Neue Führungsstruktur im Klinikverbund Ein Manager, der auch noch Ahnung hat
Ein spannendes Projekt: Ein Arzt will die Leonberger Klinik fit für die Zukunft machen.
Ein spannendes Projekt: Ein Arzt will die Leonberger Klinik fit für die Zukunft machen.
Kaum ein Tag vergeht, an dem nicht von der Krise im deutschen Medizinsystem die Rede ist. In den meisten Kliniken wachsen die Defizite, Personal fehlt, das vorhandene ist überlastet. Bei den praktizierenden Ärzten sieht es oft nicht besser aus: Jenseits einer akuten Notlage einen Termin zu bekommen, erinnert bisweilen an ein Lotteriespiel.
Ob die viel diskutierte Reform des Gesundheitsministers Lauterbach die Kosten senkt und für die Patienten echte Verbesserungen bringt, ist in Fachkreisen umstritten. Viel größer ist die Befürchtung, dass wir uns immer mehr britischen Verhältnissen annähern. Auf der Insel hat jüngst eine Grippewelle die desolate Situation im Gesundheitswesen schonungslos offengelegt.
Beim Klinikverbund Südwest, einem der größten deutschen kommunalen Versorger, versucht man sich so gut es eben geht für die Zukunft zu rüsten. Der Neubau der Flugfeldklinik dürfte am Ende um die eine Milliarde Euro kosten. Roland Bernhard, der Landrat des Kreises Böblingen und einer der stärksten Treiber beim Flugfeldklinik-Projekt, verspricht dafür ein Haus auf dem Niveau einer Uniklinik.
Es ist müßig, darüber zu philosophieren, ob es zwischen Schwarzwald und Stuttgart eine weitere Mega-Klinik braucht, wo doch in der Landeshauptstadt mehrere Top-Krankenhäuser sind. Der Bau ist in vollem Gange. Immerhin ist in der Politik die Erkenntnis gereift, dass das Zerschlagen der medizinischen Nahversorgung ein Irrweg ist. Denn gerade Kranke und ältere Menschen sind oft nicht in der Lage mal eben 30 oder 40 Kilometer in ein Krankenhaus zu fahren. Und wenn, dann sind die Häuser in Stuttgart in der Regel besser zu erreichen.

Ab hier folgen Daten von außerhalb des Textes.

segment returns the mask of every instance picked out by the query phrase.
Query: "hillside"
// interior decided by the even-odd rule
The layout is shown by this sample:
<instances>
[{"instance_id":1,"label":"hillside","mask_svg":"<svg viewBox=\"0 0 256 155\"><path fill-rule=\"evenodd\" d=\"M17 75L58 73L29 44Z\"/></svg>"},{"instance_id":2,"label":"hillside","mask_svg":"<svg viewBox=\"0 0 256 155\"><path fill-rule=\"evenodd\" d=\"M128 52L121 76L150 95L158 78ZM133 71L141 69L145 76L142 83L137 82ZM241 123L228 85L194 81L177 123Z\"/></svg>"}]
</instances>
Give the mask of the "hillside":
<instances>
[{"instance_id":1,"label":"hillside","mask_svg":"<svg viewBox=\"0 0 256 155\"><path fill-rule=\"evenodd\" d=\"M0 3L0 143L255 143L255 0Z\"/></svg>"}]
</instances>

Das ist mit ein Grund, warum das Krankenhaus in Leonberg – allen Zentralisierungs- und Sparüberlegungen zum Trotz – im Klinikverbund eine wichtige Rolle spielt. Hier können Patienten gehalten werden, die ansonsten in die Landeshauptstadt fahren würden. Das gilt nicht nur für die Behandlungen, sondern auch für Geburten.
Um im Laufe der kommenden fünf Jahre die angestrebte schwarze Null zu erreichen, setzt der Klinikverbund-Geschäftsführer Alexander Schmidtke jetzt auf eine neue Strategie: weg von der Zentralisierung, hin zu mehr Verantwortung vor Ort. Diese Erkenntnis ist nicht neu, kennen doch die unmittelbar Betroffenen die eigene Lage zumeist am besten. Was nicht bedeutet, dass der Blick von außen häufig gewisse über lange Zeit verfestigte Blockaden lösen kann.
In Leonberg wird nun der Versuch gestartet, die Faktoren Fachkompetenz, Außenansicht und Effizienz in Person von Dr. Michael Beier miteinander zu verbinden. Der Chef der Zentralen Notaufnahme ist knapp drei Jahre da. Er hat externe Erfahrung, weiß aber längst, wie das Leonberger Klinikum tickt. Er ist Mediziner und hat den Ehrgeiz, den komplexen Prozess der Strukturreform innerhalb des Hauses voranzutreiben.
Das ist sehr viel auf einmal. Doch dass ein Manager über fundiertes Fachwissen in seiner Branche verfügt, ist ein entscheidender Vorteil und längst nicht überall der Fall. Unter seiner Führung ist die Zahl der Notfallpatienten gestiegen. Davon profitiert auch die Unfallchirurgie. Das Darmzentrum und die Bauchchirurgie sind Aushängeschilder.
Gelingt es Beier, dieses medizinische Profil zu schärfen, die Personalsituation zu konsolidieren und die Wirtschaftlichkeit durch höhere Patientenzahlen zu verbessern, wird das Leonberger Krankenhaus auch in Zukunft eine leistungsstarke medizinische Anlaufstelle für viele Menschen sein.